The force of recent feminist and gender-nonconforming activism are evident in several of the Korean documentaries at Jeonju this year. Sungwoong Kim’s Arirang Rhapsody rescues the stories of the last remaining survivors of the 1930s-1940s generation of Korean women who went to work in Japan, by a Korean-Japanese director honoring his own mother’s memory; they recount bitterly hard lives, and they dream of return. Wonsik Lee’s A Song of Korean Factory Girls recovers the stories of Korean girls—often recruited in their tweens—who worked imprisoned and nearly enslaved in Japanese textile mills in the 1930s and 1940s. The film artfully combines graceful re-enactment with interviews of ancient women still living with indelible, nightmarish memories.

Hyewon Jee’s Voices recovers long-hidden women’s histories from the infamous massacres of 1948 on Jeju island (known in Korea as 4/3, using the same kind of shorthand Americans use for 9/11). The U.S.-backed government’s suppression of support for grassroots, socialist democracy party (the party also supported in the North) was so brutal that entire villages were eliminated and perhaps a tenth of the population murdered. This film tells the story of young women, who often tried to find sanctuary in local caves from rape, sexual enslavement, or forced marriage. But if they were found there together, they were often murdered in groups, not before being used sexually. The film tells this story not only with the testimony of people whose parents survived, and the historical record. It also uses the unspoken evidence of trauma and the shame-enforced smothering of memory—one ancient woman has been silent her entire life, for instance. Silence speaks loudly in the powerful storytelling of Voices, which has carved out new space in women’s history.

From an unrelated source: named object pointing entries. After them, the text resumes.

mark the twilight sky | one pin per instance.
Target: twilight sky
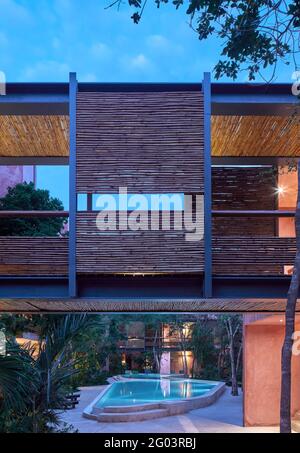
(43, 40)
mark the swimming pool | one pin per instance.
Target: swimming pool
(143, 391)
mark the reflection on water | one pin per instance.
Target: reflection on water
(147, 391)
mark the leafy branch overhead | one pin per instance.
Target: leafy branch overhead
(255, 35)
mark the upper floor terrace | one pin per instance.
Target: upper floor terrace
(223, 148)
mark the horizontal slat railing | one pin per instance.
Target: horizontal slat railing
(28, 214)
(33, 256)
(154, 252)
(245, 255)
(253, 213)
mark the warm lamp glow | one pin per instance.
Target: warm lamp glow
(280, 190)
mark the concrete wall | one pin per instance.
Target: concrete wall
(262, 362)
(11, 175)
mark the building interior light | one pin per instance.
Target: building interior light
(280, 190)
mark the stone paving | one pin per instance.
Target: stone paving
(225, 416)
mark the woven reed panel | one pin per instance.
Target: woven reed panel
(134, 251)
(91, 305)
(252, 255)
(269, 136)
(243, 188)
(147, 142)
(45, 256)
(34, 135)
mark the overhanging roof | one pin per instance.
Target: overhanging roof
(248, 119)
(255, 136)
(91, 305)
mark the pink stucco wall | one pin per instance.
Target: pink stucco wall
(262, 362)
(13, 174)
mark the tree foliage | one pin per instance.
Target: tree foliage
(25, 197)
(254, 34)
(33, 388)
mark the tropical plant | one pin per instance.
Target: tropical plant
(204, 350)
(232, 325)
(41, 382)
(25, 197)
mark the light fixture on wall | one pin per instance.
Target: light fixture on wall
(280, 190)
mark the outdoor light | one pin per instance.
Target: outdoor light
(280, 190)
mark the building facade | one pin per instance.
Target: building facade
(225, 149)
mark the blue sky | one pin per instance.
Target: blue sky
(43, 40)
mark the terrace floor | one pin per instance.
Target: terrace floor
(225, 416)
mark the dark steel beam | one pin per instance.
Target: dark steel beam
(206, 86)
(72, 186)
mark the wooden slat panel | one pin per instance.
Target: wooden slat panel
(147, 142)
(91, 305)
(134, 251)
(269, 136)
(45, 256)
(34, 136)
(241, 188)
(252, 255)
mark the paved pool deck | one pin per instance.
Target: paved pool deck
(225, 416)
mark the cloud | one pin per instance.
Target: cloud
(48, 71)
(100, 50)
(138, 62)
(160, 43)
(14, 12)
(88, 77)
(56, 43)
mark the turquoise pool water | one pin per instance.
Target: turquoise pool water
(132, 392)
(142, 376)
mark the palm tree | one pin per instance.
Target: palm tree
(33, 389)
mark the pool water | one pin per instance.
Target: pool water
(142, 376)
(152, 390)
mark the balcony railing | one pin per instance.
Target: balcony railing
(33, 255)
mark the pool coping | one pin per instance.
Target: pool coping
(174, 407)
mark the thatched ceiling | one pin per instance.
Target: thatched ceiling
(34, 136)
(257, 136)
(143, 305)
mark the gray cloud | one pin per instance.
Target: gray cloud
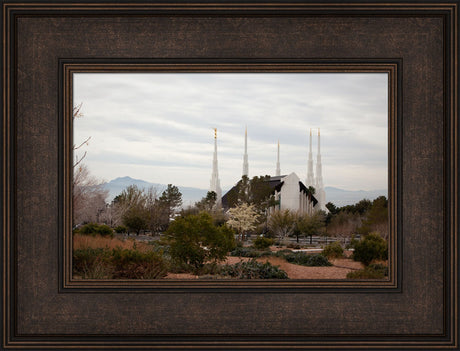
(158, 127)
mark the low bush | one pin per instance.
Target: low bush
(121, 229)
(94, 229)
(333, 250)
(92, 263)
(303, 259)
(294, 246)
(132, 264)
(262, 243)
(253, 270)
(372, 247)
(104, 263)
(373, 271)
(249, 252)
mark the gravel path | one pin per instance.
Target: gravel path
(339, 269)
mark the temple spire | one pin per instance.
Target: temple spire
(320, 194)
(215, 182)
(245, 157)
(310, 176)
(278, 169)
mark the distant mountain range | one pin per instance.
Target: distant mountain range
(190, 195)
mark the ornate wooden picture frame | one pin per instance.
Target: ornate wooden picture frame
(415, 43)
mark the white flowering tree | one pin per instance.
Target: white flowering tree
(243, 218)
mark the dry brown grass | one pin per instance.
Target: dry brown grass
(95, 242)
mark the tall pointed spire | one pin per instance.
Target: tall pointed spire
(245, 157)
(320, 193)
(278, 169)
(310, 176)
(215, 182)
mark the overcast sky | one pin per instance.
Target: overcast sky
(159, 127)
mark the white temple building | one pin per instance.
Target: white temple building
(289, 191)
(291, 194)
(317, 183)
(245, 156)
(215, 181)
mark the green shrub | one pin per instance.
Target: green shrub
(333, 250)
(253, 270)
(372, 247)
(94, 229)
(373, 271)
(303, 259)
(194, 239)
(262, 243)
(121, 229)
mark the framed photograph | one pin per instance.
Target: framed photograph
(131, 89)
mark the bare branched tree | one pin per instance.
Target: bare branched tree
(88, 194)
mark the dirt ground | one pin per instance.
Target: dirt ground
(339, 269)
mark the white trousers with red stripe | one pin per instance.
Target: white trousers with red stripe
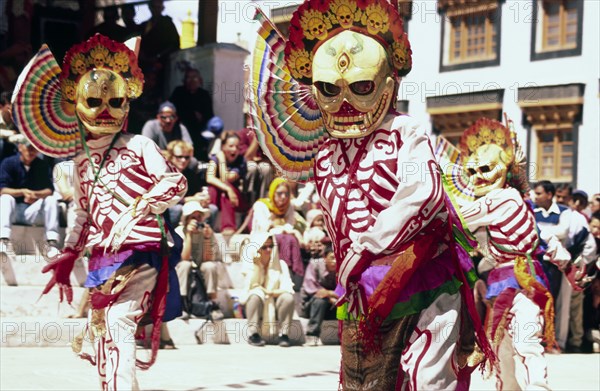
(429, 358)
(522, 365)
(115, 352)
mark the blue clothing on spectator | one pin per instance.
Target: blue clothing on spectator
(14, 175)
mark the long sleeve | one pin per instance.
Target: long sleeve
(261, 217)
(415, 202)
(170, 185)
(78, 234)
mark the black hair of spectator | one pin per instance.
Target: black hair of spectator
(565, 186)
(226, 135)
(581, 199)
(547, 186)
(5, 97)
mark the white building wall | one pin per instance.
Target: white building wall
(515, 70)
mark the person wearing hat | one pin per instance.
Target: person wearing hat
(200, 249)
(195, 107)
(268, 293)
(27, 197)
(166, 127)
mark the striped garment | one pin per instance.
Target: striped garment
(509, 221)
(134, 168)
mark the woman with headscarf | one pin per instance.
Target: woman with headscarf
(276, 215)
(268, 294)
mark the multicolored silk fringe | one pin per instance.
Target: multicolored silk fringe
(539, 294)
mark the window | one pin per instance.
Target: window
(557, 28)
(472, 38)
(470, 34)
(559, 25)
(555, 155)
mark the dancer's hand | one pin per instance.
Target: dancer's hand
(62, 266)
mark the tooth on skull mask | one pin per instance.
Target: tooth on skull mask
(353, 84)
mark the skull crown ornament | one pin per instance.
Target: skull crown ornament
(353, 54)
(353, 84)
(488, 155)
(99, 77)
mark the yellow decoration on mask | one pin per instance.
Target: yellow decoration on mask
(315, 25)
(376, 19)
(353, 84)
(102, 102)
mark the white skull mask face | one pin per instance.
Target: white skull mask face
(353, 84)
(102, 103)
(487, 168)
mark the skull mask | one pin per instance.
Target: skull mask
(353, 84)
(487, 168)
(102, 103)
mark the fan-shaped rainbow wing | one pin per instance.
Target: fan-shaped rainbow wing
(284, 115)
(457, 181)
(39, 111)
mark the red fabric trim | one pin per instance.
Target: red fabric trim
(158, 311)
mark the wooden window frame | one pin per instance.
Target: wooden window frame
(488, 32)
(539, 48)
(492, 13)
(562, 25)
(557, 155)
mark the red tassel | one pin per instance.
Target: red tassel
(158, 311)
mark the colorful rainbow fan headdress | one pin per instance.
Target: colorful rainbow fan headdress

Finally, Juyeon Yang’s My Missing Aunt explores a long-forbidden topic—domestic violence—through the story of the director’s aunt, who is mysteriously missing from the family albums. Recovering her story becomes a recovery of family relationships, and it involves breaking patriarchal traditions that have long suffocated the truth. Its interwoven narratives of detective work and remaking of family relationships is superbly crafted, and the film will travel well.

Music and masters.

Not all memory-making involves trauma. Hee Yang’s Words from the Wind is that rare delight, a Korean music documentary with a soul. Using deep archives from the Korean broadcaster KBS, she and producer husband Wook Steven Heo use interview, archival clips and sound to recreate the life story of Korea’s most beloved songwriter, Hee-gap Kim.

If you needed a break from looking for new talent (the selection of Korean shorts was sifted from more than a thousand entries!), there were reliable masters to turn to. Valeria Sarmiento rescued work of her husband Raúl Ruiz done during the Allende years in Chile, a sometimes sardonic and darkly funny revisiting of that time, Socialist Realism; although the work is unfinished, it is full of rewards, including the electrifying verité scenes of joyous workers. Japanese observational documentary master Kazuhiro Soda’s latest work The Cats of Gokogu Shrine was a sold-out ticket.